During an interview on 10/31/24 at 2:17 PM, the DOED confirmed that the hospital's investigation for the elopement of P7 and the theft of an EMS vehicle did not include staff interview, a review of P7s medical records, and evaluation of the current policies and procedures related to the Psychiatric ED unit, verification of whether the emergency door alarmed or not, or the outcome of the investigation, and plan to prevent IVC elopement. The DOED stated the facility did not have a comprehensive investigation for incident in 2022. DOED confirmed the hospital did not have evidence of a root cause analysis or deep dive into the incident where P7 eloped while on a 1:1 and stole an EMS vehicle and drove into another State. DOED (also present) SDF stated as a result of the elopement and vehicle theft on 12/03/22 the hospital did implement environmental safety rounding to find areas within the hospital that could be made safer, and the ED nursing desk was relocated so there would be no blind spots. However, DOED confirmed the areas they provided for improvement were not included in the incident report as outcomes related to their findings.

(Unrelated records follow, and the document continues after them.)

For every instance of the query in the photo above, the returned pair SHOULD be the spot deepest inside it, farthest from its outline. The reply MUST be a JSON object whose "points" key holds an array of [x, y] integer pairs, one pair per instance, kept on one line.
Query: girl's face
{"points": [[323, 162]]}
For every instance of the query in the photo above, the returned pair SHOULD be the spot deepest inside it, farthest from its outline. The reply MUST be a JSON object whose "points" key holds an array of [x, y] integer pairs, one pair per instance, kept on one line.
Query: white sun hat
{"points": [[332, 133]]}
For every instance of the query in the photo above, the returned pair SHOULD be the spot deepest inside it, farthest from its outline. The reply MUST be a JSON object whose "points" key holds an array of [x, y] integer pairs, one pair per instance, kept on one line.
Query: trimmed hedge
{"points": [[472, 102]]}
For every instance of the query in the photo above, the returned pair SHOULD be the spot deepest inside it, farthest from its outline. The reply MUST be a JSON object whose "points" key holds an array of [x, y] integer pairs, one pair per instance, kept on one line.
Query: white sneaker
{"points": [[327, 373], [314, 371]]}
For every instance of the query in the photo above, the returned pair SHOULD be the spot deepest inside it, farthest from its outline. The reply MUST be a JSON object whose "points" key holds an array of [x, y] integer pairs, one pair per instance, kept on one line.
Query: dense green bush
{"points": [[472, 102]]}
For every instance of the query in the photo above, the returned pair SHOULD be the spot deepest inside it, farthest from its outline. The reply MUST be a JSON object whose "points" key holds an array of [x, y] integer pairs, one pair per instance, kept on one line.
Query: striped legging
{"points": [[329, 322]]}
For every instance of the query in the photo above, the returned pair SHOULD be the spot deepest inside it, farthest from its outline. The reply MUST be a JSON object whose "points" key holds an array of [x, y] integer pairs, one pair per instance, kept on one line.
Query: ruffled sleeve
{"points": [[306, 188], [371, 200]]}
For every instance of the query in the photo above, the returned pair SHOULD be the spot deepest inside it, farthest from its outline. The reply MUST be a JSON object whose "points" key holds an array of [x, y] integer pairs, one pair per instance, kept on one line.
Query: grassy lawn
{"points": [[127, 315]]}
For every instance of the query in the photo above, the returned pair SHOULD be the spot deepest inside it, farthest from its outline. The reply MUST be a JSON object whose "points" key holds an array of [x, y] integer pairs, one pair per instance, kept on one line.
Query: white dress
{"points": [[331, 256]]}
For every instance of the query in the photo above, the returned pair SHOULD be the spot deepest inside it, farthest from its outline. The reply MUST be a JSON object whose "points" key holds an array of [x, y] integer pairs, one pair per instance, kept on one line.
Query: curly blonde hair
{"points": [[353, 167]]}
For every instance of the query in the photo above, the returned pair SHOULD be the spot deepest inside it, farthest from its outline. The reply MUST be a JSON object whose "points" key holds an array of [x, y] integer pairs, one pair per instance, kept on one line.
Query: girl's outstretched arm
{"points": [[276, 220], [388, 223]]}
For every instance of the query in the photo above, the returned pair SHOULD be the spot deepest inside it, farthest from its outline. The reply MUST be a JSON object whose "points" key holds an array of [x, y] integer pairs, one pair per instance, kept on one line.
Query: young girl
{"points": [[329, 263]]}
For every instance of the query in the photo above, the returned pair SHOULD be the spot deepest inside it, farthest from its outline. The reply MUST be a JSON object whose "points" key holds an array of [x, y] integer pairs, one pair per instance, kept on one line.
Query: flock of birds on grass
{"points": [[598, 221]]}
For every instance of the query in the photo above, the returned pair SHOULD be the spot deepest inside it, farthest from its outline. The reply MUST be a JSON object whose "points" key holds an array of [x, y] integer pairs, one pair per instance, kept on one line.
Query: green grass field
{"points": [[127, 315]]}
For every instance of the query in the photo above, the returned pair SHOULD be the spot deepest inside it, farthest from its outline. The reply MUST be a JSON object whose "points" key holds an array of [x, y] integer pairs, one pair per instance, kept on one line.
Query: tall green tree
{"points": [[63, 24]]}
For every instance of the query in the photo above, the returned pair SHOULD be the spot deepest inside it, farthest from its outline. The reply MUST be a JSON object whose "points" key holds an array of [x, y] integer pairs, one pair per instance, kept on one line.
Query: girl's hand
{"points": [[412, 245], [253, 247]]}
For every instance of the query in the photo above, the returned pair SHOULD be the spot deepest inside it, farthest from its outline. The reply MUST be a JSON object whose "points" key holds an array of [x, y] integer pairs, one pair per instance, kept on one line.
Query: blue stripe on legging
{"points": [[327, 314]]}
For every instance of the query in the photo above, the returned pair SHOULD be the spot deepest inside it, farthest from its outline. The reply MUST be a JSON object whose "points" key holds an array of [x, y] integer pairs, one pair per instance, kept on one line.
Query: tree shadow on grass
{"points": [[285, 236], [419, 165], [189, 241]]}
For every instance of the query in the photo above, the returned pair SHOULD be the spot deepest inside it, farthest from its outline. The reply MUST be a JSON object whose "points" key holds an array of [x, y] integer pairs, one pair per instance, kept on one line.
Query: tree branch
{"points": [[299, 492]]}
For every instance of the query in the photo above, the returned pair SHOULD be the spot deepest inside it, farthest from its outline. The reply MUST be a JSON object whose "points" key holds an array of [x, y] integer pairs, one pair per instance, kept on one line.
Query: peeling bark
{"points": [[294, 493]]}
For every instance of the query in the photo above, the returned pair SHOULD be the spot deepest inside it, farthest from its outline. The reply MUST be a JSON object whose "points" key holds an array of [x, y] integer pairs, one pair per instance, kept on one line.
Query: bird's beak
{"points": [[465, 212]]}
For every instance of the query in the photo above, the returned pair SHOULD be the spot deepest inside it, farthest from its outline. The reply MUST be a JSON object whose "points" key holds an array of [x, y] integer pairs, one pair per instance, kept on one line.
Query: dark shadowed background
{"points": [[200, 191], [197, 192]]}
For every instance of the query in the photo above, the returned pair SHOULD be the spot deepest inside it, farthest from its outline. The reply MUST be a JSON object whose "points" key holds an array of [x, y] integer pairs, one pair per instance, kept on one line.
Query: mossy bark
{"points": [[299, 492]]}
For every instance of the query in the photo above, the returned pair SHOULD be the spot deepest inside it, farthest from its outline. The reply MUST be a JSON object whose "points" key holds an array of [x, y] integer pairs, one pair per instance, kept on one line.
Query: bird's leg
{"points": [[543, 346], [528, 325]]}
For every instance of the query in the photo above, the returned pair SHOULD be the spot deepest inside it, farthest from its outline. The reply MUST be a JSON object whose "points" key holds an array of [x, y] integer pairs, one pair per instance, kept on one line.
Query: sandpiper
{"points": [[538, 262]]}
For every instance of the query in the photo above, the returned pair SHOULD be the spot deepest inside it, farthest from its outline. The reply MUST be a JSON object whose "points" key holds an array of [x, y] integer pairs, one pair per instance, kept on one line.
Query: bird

Review of the facility's "Patient Rights" brochure provided to patients titled, "Let's Talk about Patient Rights and Responsibilities," dated 09/23 revealed, " ...Express concerns about your care or safety and get a prompt response."

During an interview on 10/31/24 at 2:17 PM, DOED and the Accreditation & Regulatory/Quality (AR/Q) confirmed the hospital did not have a complete investigation on the 12/03/22 related to P7's elopement and theft of the adjacent County EMS ambulance. After conducting an ED query AR/Q confirmed that in 2023 the ED had 497 patients elope and from January 1, 2024, until October 31, 2024, there have been 448 patients that eloped from the hospital.